The new era of Pompe disease: Advances in the detection, understanding of the phenotypic spectrum, pathophysiology, and management^†

INTRODUCTION

Pompe disease, glycogen-storage disease type II, and acid maltase deficiency are alternative names for the same disorder. Pompe disease is caused by deficiency of the enzyme acid alpha glucosidase, which leads to lysosomal glycogen storage. Pompe disease falls into several disease categories: it is at once a neuromuscular disorder, a lysosomal storage disorder, and a glycogen storage disorder [Kishnani et al., 2006a; van der Ploeg and Reuser, 2008; Hirschhorn and Reuser, 2009]. Originally used to describe the infantile, most severe form of the disease described by Pompe [1932], Pompe disease is now used to describe the presentation of symptoms that can first occur in infants, children and adults. Presentation is currently described as a spectrum, varying by age of onset, level of organ involvement, and degree of myopathy. Classification of Pompe disease is also variable; broadly there are two categories—infantile and late onset [Kishnani et al., 2006b]. At this time, even within the infantile category, there exists a wide range of severity. The term infantile onset incorporates those patients who display symptoms before 1 year of age; however, those with cardiomyopathy are called classic infantile while those without are called atypical or muscular variant. The term late onset is utilized to describe those who develop symptoms any time after 1 year of age, and can be misleading as it includes the childhood, juvenile, and adult onset groups.

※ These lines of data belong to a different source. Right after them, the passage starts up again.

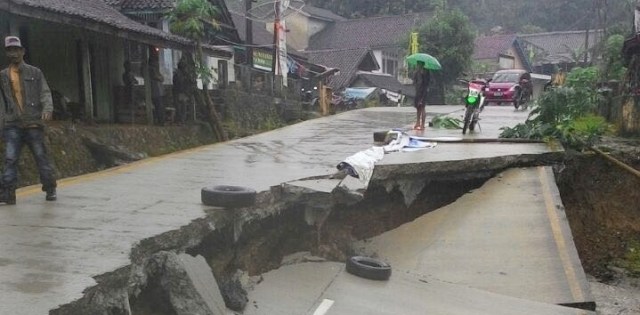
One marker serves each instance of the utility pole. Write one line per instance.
(276, 46)
(249, 32)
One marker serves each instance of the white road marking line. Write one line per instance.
(324, 307)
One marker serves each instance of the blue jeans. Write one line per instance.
(14, 139)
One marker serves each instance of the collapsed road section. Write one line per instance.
(224, 262)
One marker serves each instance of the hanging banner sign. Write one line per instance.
(282, 43)
(262, 59)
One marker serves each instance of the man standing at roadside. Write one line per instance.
(28, 105)
(421, 80)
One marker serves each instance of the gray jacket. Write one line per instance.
(36, 95)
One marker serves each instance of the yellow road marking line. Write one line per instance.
(576, 290)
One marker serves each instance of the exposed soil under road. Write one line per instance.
(602, 203)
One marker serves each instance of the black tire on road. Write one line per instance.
(228, 196)
(368, 268)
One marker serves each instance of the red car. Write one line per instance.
(508, 86)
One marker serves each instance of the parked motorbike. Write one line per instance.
(524, 93)
(474, 103)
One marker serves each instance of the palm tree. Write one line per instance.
(194, 19)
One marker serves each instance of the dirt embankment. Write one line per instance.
(602, 202)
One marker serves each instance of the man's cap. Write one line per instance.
(12, 41)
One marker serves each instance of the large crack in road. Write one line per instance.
(242, 244)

The approval of enzyme replacement therapy (ERT) with alglucosidase alfa for Pompe disease in 2006 was a significant landmark in the field. It represented many firsts: the first neuromuscular disorder with an FDA-approved treatment, the first condition where pivotal trials in infants led to broad label approval, and one of the first diseases where a natural history cohort was used as a control group in the conduct of the infantile pivotal trials [Kishnani et al., 2007]. More than a decade has passed since the first patients were treated with ERT, and since then there has been a dramatic increase in the understanding of the disease as well as a rise in the interest of clinicians and scientists. This is evidenced by the increasing number of publications since 2006: over 30% of PubMed entries about Pompe disease are dated from the last 5 years in comparison to the 70% published in the 50 years prior to 2006.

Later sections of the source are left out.